Sebelumnya untuk urusan administrasi di DKI tidaklah mudah. Misalnya untuk ngurus KTP dan surat pentng lainnya , supaya tidak berlama lama kita harus ada uang pelicin atau itilah lainnya “ Nembak “ jika tidak , ada saja alasan oknum petugas tersebut untuk mempersulit warga yang membutuhkan pelayanan. Kini jika ada petugas minta uang pelicin dalam penyelesaian administari , ketahuan Ahok, oknum tersebut tinggal menunggu waktu saja akan mendapat hadiah Ahok berupa “ non Job” dari jabatannya.

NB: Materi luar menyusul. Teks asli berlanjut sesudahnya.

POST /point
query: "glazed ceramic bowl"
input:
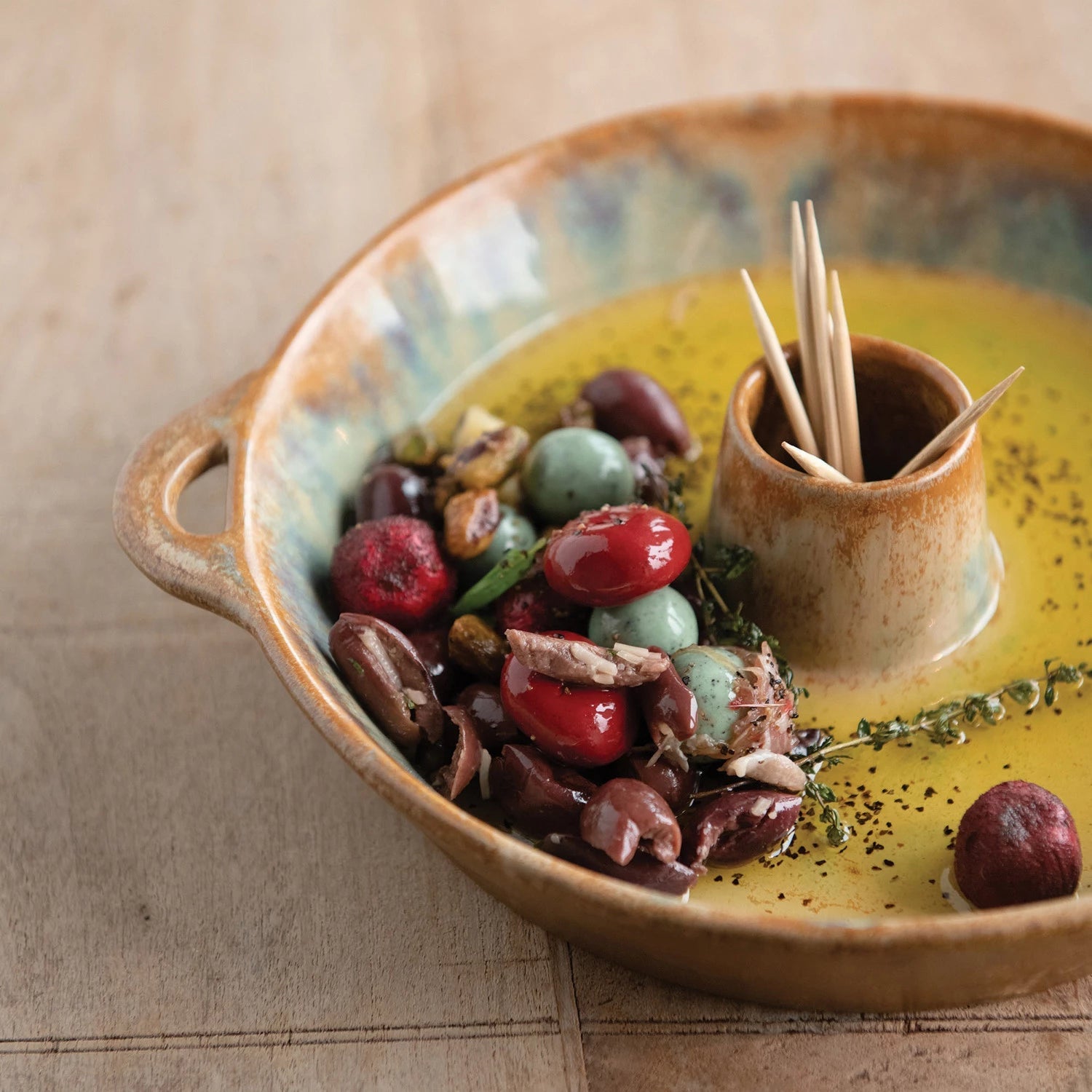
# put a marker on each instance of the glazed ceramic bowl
(864, 579)
(546, 233)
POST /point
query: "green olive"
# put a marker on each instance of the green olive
(710, 673)
(513, 532)
(574, 470)
(663, 618)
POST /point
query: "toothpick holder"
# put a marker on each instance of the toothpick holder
(862, 579)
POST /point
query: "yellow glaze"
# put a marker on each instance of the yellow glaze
(697, 338)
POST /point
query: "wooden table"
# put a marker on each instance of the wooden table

*Kerusakan jalan tidak diperbaiki

Sejak Ahok memimpin Jakarta, jika ada laporan kerusakan jalan Ahok segera memerintahkan Dinas terkait untuk memperbaiki jalan tersebut. Beda dengan kepemimpinan sebelumnya laporan kerusakan jalan ditanggapi juga tetapi agak lamban dan ada warga menilai pebaikkan jalan sebelum Ahok asal bapak senang.

*Penertiban Kelompok radikal

Sebelum Ahok, Kelompok-kelompok radikal tumbuh tumbuh subur, mereka meraja lela, semakin tidak terkendali karena tidak ada yang ditakuti atau disegani. Mereka seakan akan sudah melebihi penegak hukum, melakukan sweping di berbgai jalan dan hotel hotel pada waktu bulan Ramadhan, serta mereka juga menjadi pelindung kejahatan terorganisir seperti Preman yang sudah ditertibkan Ahok yakni preman di pasar tanah Abang ataupun preman Kalijodoh. Beberapa gubernur sebelumnya tidak pernah berhasil menertibkan Pasar tanah Abang dan Kali jodoh.

*Mengatasi Banjir

Semenjak Ahok gencar mencanakan Jakarta bebas Banjir, tahun ini walau banjir masih bisa menyerang Jakarta, tetapi sekarang mudah surut dan hilang.

*Kemacetan Jakarta

Walaupun Ahok sudah menambah Armada Trans Jakarta, menata ulang arus lalu lintas namun Jakarta masih macet dimana-mana..

Masalah kemacetan Jakarta ini memang bukan baru sekarang, Kenderaan roda empat dan roda dua setiap hari selalu bertambah sementara jalan jalan tidak bertambah , Sejak kepemimpinan beberapa gubernur sebelumnya Jakarta memang sudah diributkan soal macet. Kemacetan Jakarta tidak akan mudah hilang. Kenderaan roda empat dan roda dua setiap hari bertambah. Disamping kenderaan milik warga Jakarta, banyak juga diantara kenderaan yang memacetkan jalan jalan di Jakarta adalah kenderaan yang datang dari luar Jakarta.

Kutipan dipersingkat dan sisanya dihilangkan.